How does slice indexing work in numpy array

Question

Suppose we have an array

a = np.array([[1,2,3,4], [5,6,7,8], [9,10,11,12]])

Now I have below

row_r1 = a[1, :]
row_r2 = a[1:2, :]

print(row_r1.shape)
print(row_r2.shape)

I don't understand why row_r1.shape is (4,) and row_r2.shape is (1,4)

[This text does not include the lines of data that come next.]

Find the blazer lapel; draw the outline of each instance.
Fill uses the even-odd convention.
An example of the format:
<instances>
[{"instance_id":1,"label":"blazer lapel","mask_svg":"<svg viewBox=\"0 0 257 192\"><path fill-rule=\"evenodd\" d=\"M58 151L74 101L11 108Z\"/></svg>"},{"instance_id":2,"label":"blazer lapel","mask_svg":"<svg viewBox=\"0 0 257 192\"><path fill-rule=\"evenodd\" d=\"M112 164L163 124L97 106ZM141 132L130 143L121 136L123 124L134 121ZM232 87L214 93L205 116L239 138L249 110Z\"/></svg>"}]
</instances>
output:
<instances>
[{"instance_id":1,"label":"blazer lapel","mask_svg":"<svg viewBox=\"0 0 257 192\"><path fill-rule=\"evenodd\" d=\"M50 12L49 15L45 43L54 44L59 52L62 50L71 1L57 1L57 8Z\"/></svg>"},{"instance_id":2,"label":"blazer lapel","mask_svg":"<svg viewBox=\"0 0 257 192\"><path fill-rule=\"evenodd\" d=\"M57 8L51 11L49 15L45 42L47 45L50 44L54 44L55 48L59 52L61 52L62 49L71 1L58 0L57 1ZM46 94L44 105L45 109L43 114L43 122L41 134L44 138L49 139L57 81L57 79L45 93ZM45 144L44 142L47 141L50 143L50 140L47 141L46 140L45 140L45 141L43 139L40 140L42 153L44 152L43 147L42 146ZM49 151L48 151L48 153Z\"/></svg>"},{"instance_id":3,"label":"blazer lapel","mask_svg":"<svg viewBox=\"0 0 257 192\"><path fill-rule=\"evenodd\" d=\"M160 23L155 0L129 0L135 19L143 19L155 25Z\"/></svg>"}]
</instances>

Shouldn't their shape all equal to (4,)?

Answer 1

Their shapes are different because they aren't the same thing. You can verify by printing them:

import numpy as np

a = np.array([[1,2,3,4], [5,6,7,8], [9,10,11,12]])

row_r1 = a[1, :]
row_r2 = a[1:2, :]

print("{} is shape {}".format(row_r1, row_r1.shape))
print("{} is shape {}".format(row_r2, row_r2.shape))

Yields:

[5 6 7 8] is shape (4,)
[[5 6 7 8]] is shape (1, 4)

This is because indexing will return an element, whereas slicing will return an array. You can however manipulate them to be the same thing using the .resize() function available to numpy arrays. The code:

import numpy as np

a = np.array([[1,2,3,4], [5,6,7,8], [9,10,11,12]])

row_r1 = a[1, :]
row_r2 = a[1:2, :]

print("{} is shape {}".format(row_r1, row_r1.shape))
print("{} is shape {}".format(row_r2, row_r2.shape))
# Now resize row_r1 to be the same shape
row_r1.resize((1, 4))
print("{} is shape {}".format(row_r1, row_r1.shape))
print("{} is shape {}".format(row_r2, row_r2.shape))

Yields

[5 6 7 8] is shape (4,)
[[5 6 7 8]] is shape (1, 4)
[[5 6 7 8]] is shape (1, 4)
[[5 6 7 8]] is shape (1, 4)

Showing that you are in fact now dealing with the same shaped object. Hope this helps clear it up!

Answer 2

I like to think of it this way. The first way row[1, :], states go get me all values on row 1 like this:

Returning: array([5, 6, 7, 8])

shape

(4,) Four values in a numpy array.

Where as the second row[1:2, :], states go get me a slice of data between index 1 and index 2:

Returning:

array([[5, 6, 7, 8]]) Note: the double brackets

shape

(1,4) Four values in on one row in a np.array.